Abstract

Surface temperatures on mountain glaciers are a direct reflection of the heat budget at the glacier surface, which controls the degree of ablation. An understanding of surface temperatures is therefore crucial in simulating the evolution of mountain glaciers and in understanding a glacier's response to climate change. In situ observations indicate that when the exitance angle equals 75°, relative to the nadir angle, the emissivity variation at λ=12.5μm in bare ice is as much as 0.24. However, research involving the remote-sensing-retrieval of mountain glacier surface temperatures does not generally take into account the topography (i.e., the exitance angle), and the validation of remote sensing approaches using surficial climate measurements on mountain glaciers is lacking.

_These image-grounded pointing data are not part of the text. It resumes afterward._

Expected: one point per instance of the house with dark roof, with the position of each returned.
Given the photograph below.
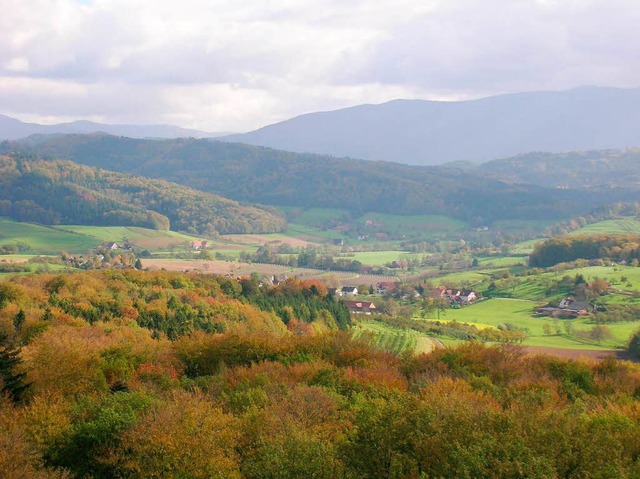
(361, 307)
(348, 291)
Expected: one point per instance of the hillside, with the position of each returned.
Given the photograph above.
(431, 133)
(133, 374)
(53, 192)
(595, 169)
(266, 176)
(12, 129)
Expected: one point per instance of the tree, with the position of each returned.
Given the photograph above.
(13, 382)
(600, 332)
(18, 321)
(634, 345)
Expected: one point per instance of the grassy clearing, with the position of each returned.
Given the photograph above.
(142, 237)
(380, 258)
(494, 312)
(314, 217)
(472, 277)
(526, 247)
(502, 261)
(393, 339)
(44, 239)
(426, 226)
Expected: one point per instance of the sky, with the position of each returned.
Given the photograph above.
(237, 65)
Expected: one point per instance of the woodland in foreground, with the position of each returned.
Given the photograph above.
(148, 375)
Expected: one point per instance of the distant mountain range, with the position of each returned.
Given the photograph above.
(52, 192)
(12, 129)
(271, 177)
(431, 133)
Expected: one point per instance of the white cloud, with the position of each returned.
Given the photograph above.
(223, 65)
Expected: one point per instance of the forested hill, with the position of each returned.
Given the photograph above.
(266, 176)
(594, 169)
(52, 192)
(423, 132)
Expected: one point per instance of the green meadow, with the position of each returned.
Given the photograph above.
(379, 258)
(627, 224)
(392, 339)
(493, 312)
(44, 239)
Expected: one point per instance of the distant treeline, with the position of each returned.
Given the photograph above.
(85, 392)
(266, 176)
(603, 213)
(562, 249)
(62, 192)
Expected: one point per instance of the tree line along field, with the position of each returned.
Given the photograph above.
(158, 374)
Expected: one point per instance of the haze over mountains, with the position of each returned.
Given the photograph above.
(12, 129)
(430, 133)
(271, 177)
(419, 132)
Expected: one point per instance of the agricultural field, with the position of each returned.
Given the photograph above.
(44, 239)
(502, 261)
(417, 226)
(393, 339)
(141, 237)
(380, 258)
(559, 333)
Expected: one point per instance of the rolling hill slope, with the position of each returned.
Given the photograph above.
(52, 192)
(266, 176)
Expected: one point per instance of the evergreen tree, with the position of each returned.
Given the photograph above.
(13, 382)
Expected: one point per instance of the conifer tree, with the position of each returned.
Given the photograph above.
(13, 382)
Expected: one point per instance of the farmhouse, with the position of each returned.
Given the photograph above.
(458, 296)
(348, 291)
(361, 307)
(567, 308)
(385, 287)
(578, 307)
(199, 245)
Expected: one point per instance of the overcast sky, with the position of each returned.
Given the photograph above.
(236, 65)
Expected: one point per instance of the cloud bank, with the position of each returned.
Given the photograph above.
(235, 66)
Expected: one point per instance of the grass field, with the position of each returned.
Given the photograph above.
(493, 312)
(424, 226)
(141, 237)
(379, 258)
(501, 261)
(314, 217)
(393, 339)
(44, 239)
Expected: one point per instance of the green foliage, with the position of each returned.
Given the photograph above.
(280, 178)
(97, 424)
(634, 345)
(53, 192)
(12, 379)
(563, 249)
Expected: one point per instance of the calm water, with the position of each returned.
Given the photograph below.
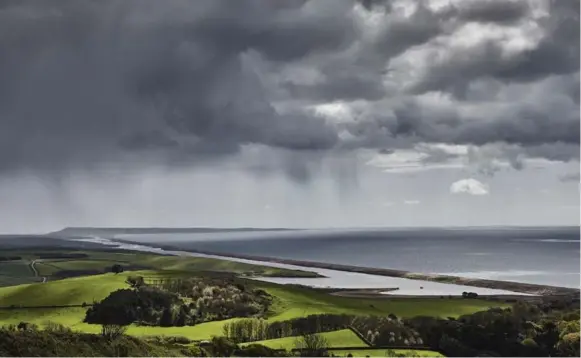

Here we utilize the ETM+ multispectral dataset and resampled water vapor content data from MOD05, combined with the emissivity model of ice and snow, taking the exitance angle into account (Hori et al., 2013), and employ the single-channel algorithm developed by Jiménez-Muñoz et al. (2009), to calculate the remote-sensing-retrieved surface temperature distribution across Qiyi glacier, China, from July 2012 to September 2013. The remote-sensing-retrieved temperatures are validated by the 10-min mean measurements of surface temperature from two automatic weather stations at different altitudes on the glacier, and the results show good agreement at the two sites, with an average bias of 0.96K and an average root mean square error of 1.5K. Of note, in summer the influence of thermal emissions from surrounding topography means that the error associated with retrieved temperatures for the glacier tongue and margins might exceed 1.5K.